Forest Hills and Kew Gardens LIRR Stations


    The Forest Hills Long Island Rail Road station, newly polished and refurbished, looks like no other station in the railroad’s voluminous list of stations, with its distictive Tudor-style ticket offices with shaped glass and unique luminaires. Its position overlooking Burns Street seems perfect to give a speech, and that’s exactly what former President Teddy Roosevelt did here in 1917. The platform overlooks a country-village type setting at the heart of Forest Hills Gardens; one practically expects to see Patrick McGoohan, in his black “Number Six” suit he wore in the classic British 1967 science-fiction show The Prisoner, running away from “The Village’s” robot weather balloons that served as the village’s guardians.


    The station’s design goes back to 1911 and, as it was built in tandem with Forest Hills Gardens, it was always meant to be the perfect complement to the neighborhood. It continues to be directly connected to the development via ornamental walkways.
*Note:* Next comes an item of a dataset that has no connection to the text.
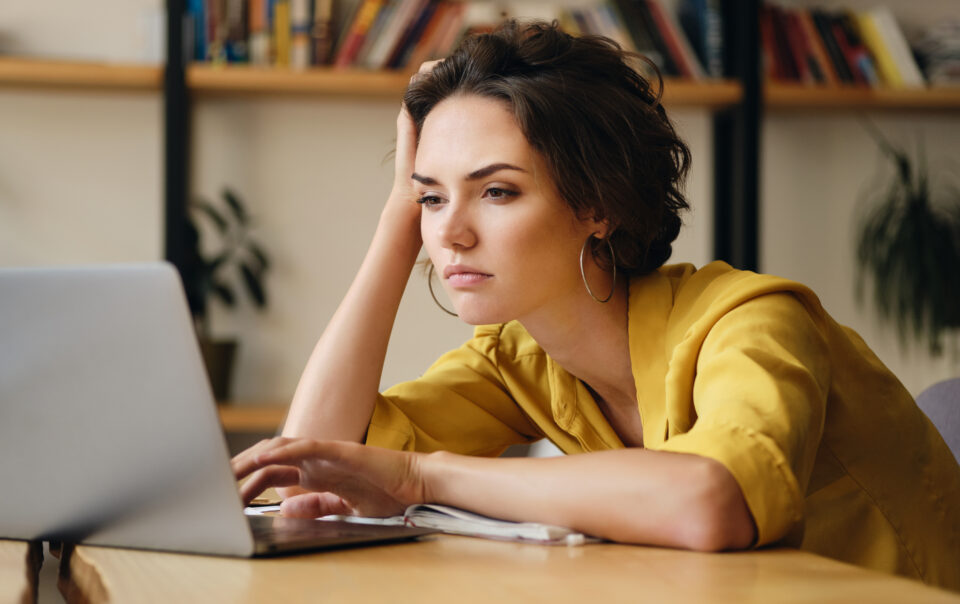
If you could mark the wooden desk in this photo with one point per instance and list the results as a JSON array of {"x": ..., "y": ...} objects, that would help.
[
  {"x": 19, "y": 567},
  {"x": 461, "y": 569}
]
    The Forest Hills station’s lighting and signage are marvelously detailed, from the “dashing Dan” on the lamp to the stylized “FH” on the wrought iron signposts.

    For rail architecture buffs, the Forest Hills station is a destination in itself. The design is English tudor accented with red brick, red tile windows, casement-style windows and benches and platform lighting unique to the station. Some of these highlights were installed after a late-1990s renovation.

    The station is not a major one and many trains deadhead past it. If the LIRR put this much effort into stations like Nostrand Avenue and East New York, well, that’d be a way to run a railroad.


    Further down the LIRR, at Lefferts Boulevard between Austin and Grenfell Streets, is the 1909 Kew Gardens station building. The station house is a handsome, venerable ridge-roofed building, but of even greater interest is the span that takes Lefferts over the tracks: it’s lined on both sides with commercial buildings. A complicated engineering solution encompasses three separate bridges on Lefferts: one for the roadway, and two on each side that support the buildings. According to Kew Gardens: Urban Village in the Big City author and PBS-TV host Barry Lewis, the store’s bridges actually run through the buildings’ roofs, with the storefronts hung from the bridges like a curtain on a rod. The engineering principle is similar to that of the circa-1565 Ponte Vecchio (Old Bridge) in Florence, Italy. The Lefferts Blvd. bridge had assumed its present condition by 1930.

    It was in the vicinity of the station that the infamous Kitty Genovese murder – in which 38 witnesses by some accounts failed to step in — was committed in 1964.